The most consequential shift in professional social media in the last 18 months has been the quiet migration away from X and toward two platforms that took different paths to fill the gap. LinkedIn has absorbed the corporate and career-adjacent professional conversation and grown its content engagement significantly through 2025 and into the first quarter of 2026. Substack Notes has built a smaller but more concentrated layer of writers, journalists, and independent thinkers who left X and did not find a home on Bluesky or Threads. The two platforms feel different to use, reach different audiences, and reward different content.
LinkedIn's growth has been the bigger commercial story. The platform reported 1.06 billion members in February with 412 million monthly active users, and content posts have grown 47 percent year over year. The LinkedIn algorithm changed materially in late 2024 to prioritize what the platform calls knowledge sharing and personal expertise, which translated to longer text posts, document carousels, and short native video performing better than the link sharing that used to dominate. The dwell time per session climbed from 4.2 minutes in 2023 to 7.8 minutes in March 2026, which is the kind of metric that drives advertiser interest and the platform's parent Microsoft has continued to roll out new monetization features.
Substack Notes launched in April 2023 as the company's answer to Twitter and grew slowly for the first year before the X migration accelerated. The platform reported 16 million monthly active users in March, which is roughly one fortieth of LinkedIn's scale, but the engagement profile is different. The average Notes user spends 22 minutes per session and the platform has become the primary discovery engine for new Substack subscribers. The relationship between Notes and paid subscriptions is direct: a writer who posts consistently on Notes typically converts 1 to 3 percent of new followers to paid subscribers within 90 days, which is a much higher rate than the same audience would convert from Twitter or LinkedIn.
The content that performs on each platform is meaningfully different. LinkedIn rewards a personal story or insight tied to a professional lesson, posted in 700 to 1500 character ranges with line breaks every two or three sentences for readability. The platform's algorithm penalizes external links in the post body, so most successful posts include the link in the comments or omit it entirely. Document carousels of 8 to 12 slides have been the highest reach format for the last year. Native video under 90 seconds performs strongly when it includes captions and a clear hook in the first three seconds.
Substack Notes content is closer to the long form Twitter style of 2018 and 2019. Posts can run up to 4000 characters, the network effect is driven by restacks rather than reposts, and the discovery surface is built around the recommendations of writers you already follow. The successful Notes patterns are excerpts from longer Substack posts, in progress thinking that signals what a writer is working on, and conversational threading with other writers. The platform does not surface posts to non subscribers as aggressively as LinkedIn does, which means audience growth is slower but more durable.
The choice between the two platforms depends on what you are actually trying to build. If your work is in a recognizable corporate or career function, including consulting, recruiting, sales, marketing, finance, or technology leadership, LinkedIn is the higher leverage platform.
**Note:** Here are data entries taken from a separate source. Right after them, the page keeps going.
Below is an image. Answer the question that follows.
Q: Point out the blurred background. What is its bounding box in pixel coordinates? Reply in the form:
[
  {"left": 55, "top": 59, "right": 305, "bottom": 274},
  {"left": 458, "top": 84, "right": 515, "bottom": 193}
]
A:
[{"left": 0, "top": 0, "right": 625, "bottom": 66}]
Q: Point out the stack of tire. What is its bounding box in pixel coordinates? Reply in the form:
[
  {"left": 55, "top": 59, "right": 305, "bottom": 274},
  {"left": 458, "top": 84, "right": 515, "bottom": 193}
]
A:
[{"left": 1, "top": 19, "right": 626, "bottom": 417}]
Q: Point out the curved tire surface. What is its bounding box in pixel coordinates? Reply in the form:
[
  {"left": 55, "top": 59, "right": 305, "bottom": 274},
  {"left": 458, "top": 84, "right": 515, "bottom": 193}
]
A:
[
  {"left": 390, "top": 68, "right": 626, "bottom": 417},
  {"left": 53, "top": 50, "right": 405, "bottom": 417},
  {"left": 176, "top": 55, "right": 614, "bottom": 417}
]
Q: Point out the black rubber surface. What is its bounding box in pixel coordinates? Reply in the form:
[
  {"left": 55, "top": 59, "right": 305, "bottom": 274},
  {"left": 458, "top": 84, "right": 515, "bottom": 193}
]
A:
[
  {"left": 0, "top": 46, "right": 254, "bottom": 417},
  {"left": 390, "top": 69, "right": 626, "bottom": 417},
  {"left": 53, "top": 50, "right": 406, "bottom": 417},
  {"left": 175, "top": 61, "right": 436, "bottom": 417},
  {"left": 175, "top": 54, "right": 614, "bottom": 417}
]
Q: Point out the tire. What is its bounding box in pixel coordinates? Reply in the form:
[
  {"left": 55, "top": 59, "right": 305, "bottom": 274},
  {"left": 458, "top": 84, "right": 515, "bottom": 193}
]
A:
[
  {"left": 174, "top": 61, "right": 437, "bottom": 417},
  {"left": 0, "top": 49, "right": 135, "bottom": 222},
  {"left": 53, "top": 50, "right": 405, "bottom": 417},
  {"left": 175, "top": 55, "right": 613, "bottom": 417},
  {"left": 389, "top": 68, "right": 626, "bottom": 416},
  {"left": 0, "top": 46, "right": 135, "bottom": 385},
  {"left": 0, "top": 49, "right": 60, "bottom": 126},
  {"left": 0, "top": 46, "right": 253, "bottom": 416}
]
The audience on LinkedIn is on the platform during work hours, in a work mode, and looking for professional content. The path from a strong post to a sales conversation, a job opportunity, or a speaking engagement is shorter on LinkedIn than on any other platform.
If your work is independent writing, journalism, criticism, or any practice that depends on building a paid audience, Substack Notes is the higher leverage platform despite its smaller size. The conversion economics are better, the discovery network is built around the same kind of work you are doing, and the platform does not require you to maintain a separate identity for your professional and writing voice. The downside is that Substack Notes is not where employers, clients, or partners are likely to find you organically unless they are already in the writing ecosystem.
The case for using both is strong if you have time. Many writers and operators are running a LinkedIn presence that focuses on professional content and a Substack that focuses on long form thinking, with Notes serving as the connector between the two. The cross posting workflow is straightforward; the same insight reframed for the platform's culture lands well on each. The time cost of posting on both is real and the discipline that works is to write the long form on Substack first, post Notes excerpts during the week, and translate one or two of the strongest themes into a LinkedIn post each week.
For Nashville professionals, freelancers, and creators, the practical takeaway is that the X era of building a professional brand is over for most use cases and the two platforms that have replaced it are not interchangeable. The decision is real and worth making intentionally rather than defaulting to whichever platform you opened most recently. The audiences on each are large enough to support a real career and small enough that consistent posting still produces compounding returns within 12 to 18 months.